With another source of water available, the water-queuing time will reduce. With less time wasted, people will be able to focus on more developmental activities than quarreling with neighbors, and kids will be able to spend their hours outside of school playing and studying.
Here’s what we’re going to do about it:
The well marked for this overhaul is dry for a few months every year and needs major work to supply adequate, clean water to the community year round. The pump will be removed, and a hand auger will be lowered inside and powered by a drill team. This hand auger will allow the team to drill several meters deeper to hit a sufficient water column that will ensure the well supplies water throughout all seasons.
As the team drills, casing will be installed, transforming the bottom of this hand-dug well into a borehole.
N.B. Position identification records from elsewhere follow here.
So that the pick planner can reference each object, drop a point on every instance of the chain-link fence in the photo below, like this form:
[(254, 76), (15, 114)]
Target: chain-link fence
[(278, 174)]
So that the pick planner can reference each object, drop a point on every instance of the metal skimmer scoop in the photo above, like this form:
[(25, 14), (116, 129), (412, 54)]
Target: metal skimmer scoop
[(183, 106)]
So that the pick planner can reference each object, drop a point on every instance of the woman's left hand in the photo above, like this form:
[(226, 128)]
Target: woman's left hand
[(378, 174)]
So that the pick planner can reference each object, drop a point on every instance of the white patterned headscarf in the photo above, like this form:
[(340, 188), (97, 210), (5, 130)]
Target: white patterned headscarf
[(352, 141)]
PVC piping will connect this lower system directly to the pump, a construction that we know will also improve the quality of water.
Once this plan is implemented, everyone within the community will have access to safe drinking water in both quality and quantity, even through the dry months.
Hygiene and Sanitation Training
There will be hygiene and sanitation training sessions offered for three days in a row.
After our visit, the hygiene and sanitation trainer decided it would be best to teach community members how to build a tippy tap (a hand-washing station built with a jerrycan, string, and sticks). They will use these tippy taps for handwashing demonstrations, and will also teach about other tools like dish racks and the importance of properly penning in animals.
These trainings will also strengthen the water user committee that manages and maintains this well. They enforce proper behavior and report to us whenever they need our help solving a serious problem, like a pump breakdown.